Después el mismo Jesús en el momento más familiar de la última cena impone el amor como su mandamiento principal y da la medida: “ámense los unos a los otros como Yo los he amado”. Tenemos que amarnos como Cristo nos ama, y a Él lo ama el Padre, luego parece casi una blasfemia que tengamos que amarnos como ama Dios.

Pero la base elemental es más simple y a la vez más complicada, en la respuesta que da el doctor de la Ley: “El segundo es semejante al primero”: “Amarás a tu prójimo como a ti mismo”, en esos dos mandamientos está toda la ley y los profetas.

Esta es la parte horizontal del amor, el camino para llegar al amor de Dios.

Dios no ha distribuido celulares especiales para que alguien por santo que sea tenga  una comunicación directa con Él, nos dejó el prójimo para que amemos al que anda con nosotros, al que está tirado y herido en el camino, no importa que no “sea de los nuestros”.

El mejor título que les da Jesús a sus discípulos es de “amigos”, porque compartió con ellos todas las experiencias apostólicas, unas dolorosas y otras llenas de milagros como aquella que nos narra el libro de los Hechos cuando dice que hasta la sombra de Pedro curaba a los enfermos.

Cómo nos hace falta a todos los cristianos este sentido profundo del amor que experimentaban y distinguían a los primeros cristianos: “Mirad como se aman” era el slogan de identificación.
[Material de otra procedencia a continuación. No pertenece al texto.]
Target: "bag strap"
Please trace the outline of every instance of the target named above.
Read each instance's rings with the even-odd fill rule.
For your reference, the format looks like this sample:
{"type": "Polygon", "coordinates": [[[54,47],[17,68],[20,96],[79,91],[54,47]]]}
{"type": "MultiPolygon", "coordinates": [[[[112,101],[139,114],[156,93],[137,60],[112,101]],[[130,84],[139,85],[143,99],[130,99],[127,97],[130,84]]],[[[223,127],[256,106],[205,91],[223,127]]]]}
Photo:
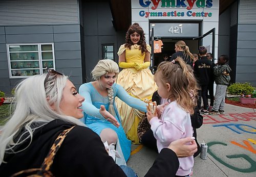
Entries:
{"type": "Polygon", "coordinates": [[[47,156],[46,156],[44,162],[41,165],[41,168],[42,170],[48,171],[50,169],[50,168],[51,168],[51,166],[53,162],[54,157],[63,142],[63,141],[67,136],[67,135],[75,127],[75,125],[73,126],[70,129],[64,130],[57,137],[52,147],[50,149],[50,151],[48,153],[47,156]]]}

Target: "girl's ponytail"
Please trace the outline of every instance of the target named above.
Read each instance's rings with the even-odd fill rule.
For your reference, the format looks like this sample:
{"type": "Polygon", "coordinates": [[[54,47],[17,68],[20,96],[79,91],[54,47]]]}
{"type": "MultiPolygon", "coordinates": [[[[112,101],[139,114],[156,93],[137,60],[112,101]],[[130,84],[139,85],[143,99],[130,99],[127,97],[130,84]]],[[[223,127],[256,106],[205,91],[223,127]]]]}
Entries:
{"type": "Polygon", "coordinates": [[[189,51],[189,48],[188,48],[187,45],[185,46],[184,52],[185,53],[185,57],[187,58],[189,56],[190,62],[192,61],[192,60],[194,58],[193,54],[192,54],[189,51]]]}

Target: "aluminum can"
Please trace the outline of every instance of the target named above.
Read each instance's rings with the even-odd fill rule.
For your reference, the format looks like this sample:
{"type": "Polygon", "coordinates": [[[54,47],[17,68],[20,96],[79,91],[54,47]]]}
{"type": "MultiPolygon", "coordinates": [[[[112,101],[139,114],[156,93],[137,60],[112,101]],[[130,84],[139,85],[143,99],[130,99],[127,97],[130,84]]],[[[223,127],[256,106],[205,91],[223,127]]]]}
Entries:
{"type": "Polygon", "coordinates": [[[202,159],[206,159],[207,157],[207,149],[208,146],[205,143],[202,143],[201,144],[201,154],[200,154],[200,158],[202,159]]]}

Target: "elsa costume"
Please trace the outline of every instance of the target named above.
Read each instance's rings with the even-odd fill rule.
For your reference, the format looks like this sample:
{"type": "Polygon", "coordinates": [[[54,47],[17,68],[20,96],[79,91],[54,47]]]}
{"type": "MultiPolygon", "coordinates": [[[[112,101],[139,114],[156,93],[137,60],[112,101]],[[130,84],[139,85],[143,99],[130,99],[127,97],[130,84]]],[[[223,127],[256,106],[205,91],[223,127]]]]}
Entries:
{"type": "MultiPolygon", "coordinates": [[[[146,103],[129,95],[119,85],[115,84],[112,87],[113,90],[114,100],[117,96],[132,108],[143,112],[147,111],[146,103]]],[[[116,119],[120,123],[119,128],[117,128],[107,121],[100,114],[99,110],[101,105],[103,105],[106,110],[109,111],[110,105],[109,97],[102,96],[94,88],[91,82],[81,85],[79,89],[79,93],[86,99],[82,103],[82,108],[84,117],[80,119],[81,121],[99,135],[104,129],[109,128],[115,131],[118,138],[116,150],[121,156],[121,158],[116,159],[116,163],[119,165],[126,165],[126,162],[130,156],[131,142],[126,137],[121,125],[121,118],[117,111],[115,102],[113,106],[116,113],[116,119]]],[[[121,113],[121,114],[129,114],[130,113],[121,113]]]]}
A años luz de esa experiencia hoy no se podría decir lo mismo, sino: “miren como se odian, se envidian, hablan mal unos de otros, se tratan como esclavos y siervos”. Jesús no quiere esclavos de ninguna naturaleza en su Iglesia, ni que esclavicemos a nadie. El quiere que seamos sus testigos, especialmente en el amor que nos tengamos unos a otros.